If your kids are older, if you have toddlers, if they’re already doing “pat-a-cake” or already waving “bye bye” or asking to be picked up with signs, they’re going to take off. Typically you start introducing signs, it’ll take a little bit for that first sign to come and then there will be a language explosion that follows. Show them videos, unless you are opposed to watching videos, then you can watch them. Parents can learn from our DVD’s and incorporate those signs at home. You have to do this together. Sitting your kid in front of Signing Time and they learn 200 signs it’s not going to do their caregivers any good. People will still be frustrated in that environment because it takes everybody communicating together.
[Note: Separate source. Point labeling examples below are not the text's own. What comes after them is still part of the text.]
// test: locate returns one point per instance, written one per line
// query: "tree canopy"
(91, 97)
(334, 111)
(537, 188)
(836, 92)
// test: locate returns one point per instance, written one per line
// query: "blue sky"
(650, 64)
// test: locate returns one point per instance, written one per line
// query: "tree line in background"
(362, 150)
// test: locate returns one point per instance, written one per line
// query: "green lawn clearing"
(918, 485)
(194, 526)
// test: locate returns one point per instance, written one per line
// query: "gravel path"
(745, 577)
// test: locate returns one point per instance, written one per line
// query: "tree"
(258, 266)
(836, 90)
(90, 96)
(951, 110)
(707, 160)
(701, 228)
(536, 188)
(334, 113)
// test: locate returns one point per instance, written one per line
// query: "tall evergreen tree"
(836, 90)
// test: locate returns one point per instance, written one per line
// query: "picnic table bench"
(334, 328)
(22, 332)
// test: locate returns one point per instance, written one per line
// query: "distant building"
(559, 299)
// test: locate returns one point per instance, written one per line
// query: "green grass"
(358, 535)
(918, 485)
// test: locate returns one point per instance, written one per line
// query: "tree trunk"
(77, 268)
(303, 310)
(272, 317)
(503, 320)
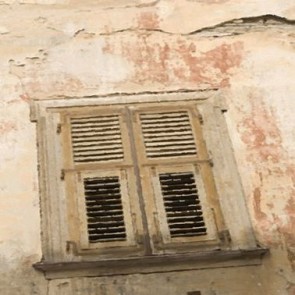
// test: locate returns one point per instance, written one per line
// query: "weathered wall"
(102, 47)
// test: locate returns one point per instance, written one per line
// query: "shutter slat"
(182, 205)
(96, 139)
(167, 134)
(104, 209)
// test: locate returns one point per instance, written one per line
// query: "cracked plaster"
(62, 51)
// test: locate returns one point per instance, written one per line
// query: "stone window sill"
(152, 264)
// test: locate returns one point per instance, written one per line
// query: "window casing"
(140, 178)
(165, 194)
If you have older children, and a range of ages, it’s so ideal because they are going to teach the kids too. Elementary school aged children love signing, they feel like it’s their secret second language. They can communicate without talking, you know which has its benefits in the car on road trips, things like that. I learned my manual alphabet, American Sign Language ABC’s, when I was 8 years old and was a Brownie. I never ever ever forgot them, and that’s all I knew. When we found out Leah was deaf that’s where I started from 13 years ago.
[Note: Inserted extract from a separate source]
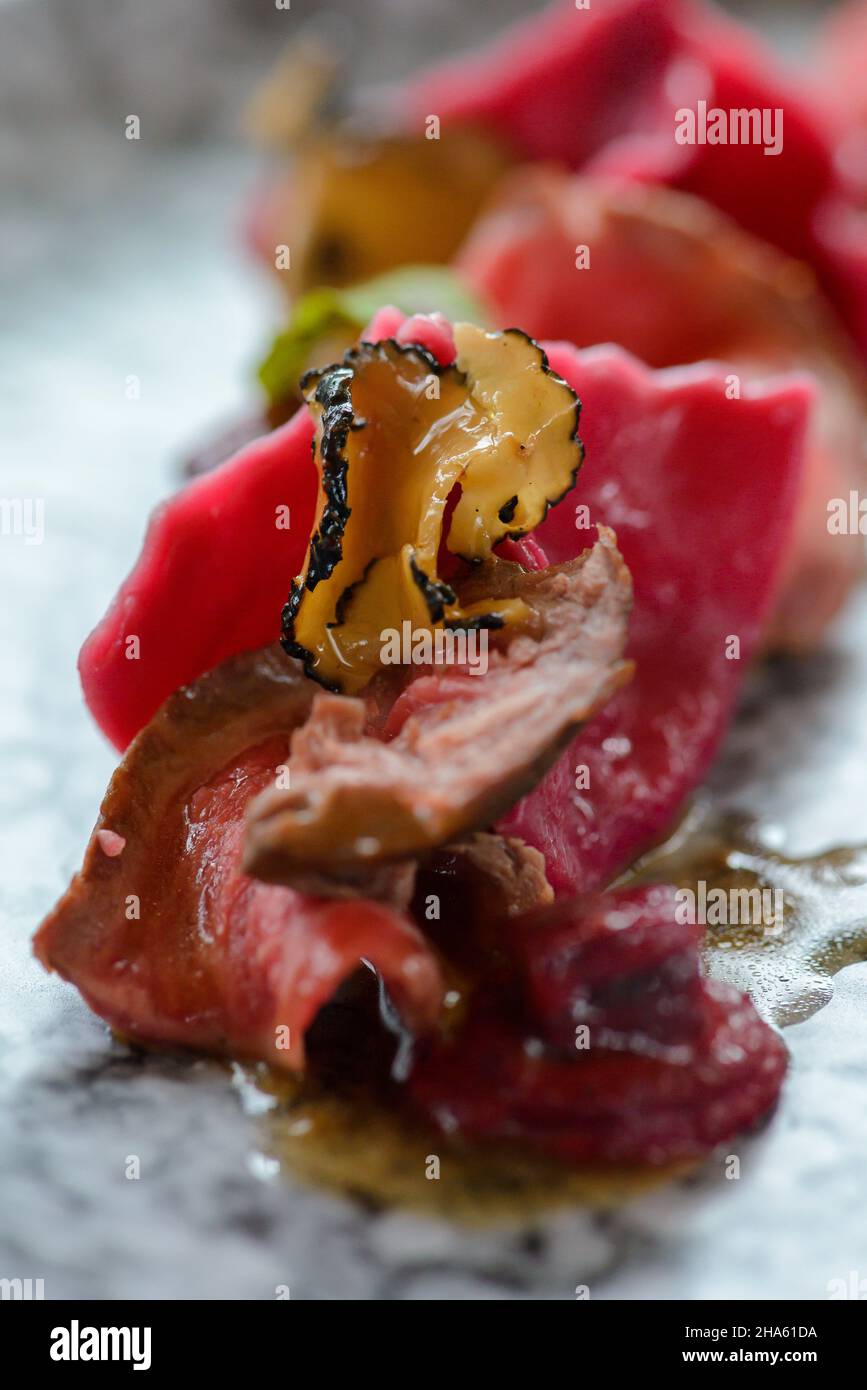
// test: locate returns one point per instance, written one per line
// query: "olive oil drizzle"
(785, 966)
I saw on Nick Jr. that you are featured on the “Move to the Music” segments, are you going to be doing a show on Nick Jr?
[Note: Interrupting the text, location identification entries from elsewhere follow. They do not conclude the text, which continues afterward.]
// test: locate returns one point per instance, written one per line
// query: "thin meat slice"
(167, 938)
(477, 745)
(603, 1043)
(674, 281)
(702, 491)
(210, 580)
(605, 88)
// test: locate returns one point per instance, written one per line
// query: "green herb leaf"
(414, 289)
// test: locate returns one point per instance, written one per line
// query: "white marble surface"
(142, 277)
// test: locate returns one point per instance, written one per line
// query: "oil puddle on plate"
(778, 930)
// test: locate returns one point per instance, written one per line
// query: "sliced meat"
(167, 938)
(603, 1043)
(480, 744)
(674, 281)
We were on public television for three years and we had the 26 DVD episodes on public television. The company is just me and my sister, Emilie, Alex’s mom and we are in Utah, and we have not been able to get a corporate sponsor. We could not commit to another year on public television because of the cost, we cannot do this without a corporate sponsor. We looked at all the big companies and we have not been able to secure that so far, we’re still working on it and still looking and we really do believe the right partner is out there. Someone that gets that this is not just about deaf kids, this is about communication for all children of every single ability. It’s arts and it’s language, it’s music. Emilie and I decided to pull Signing Time from public television last year and just focus on looking for a sponsor, in the meantime we were working with Nick Jr. on creating music videos and we’re really excited to have those available on Nick. Right now our agreement is that they have a number of Signing Time music videos and depending on the popularity of that, that would ideally be the next step, but that is not currently in the agreement.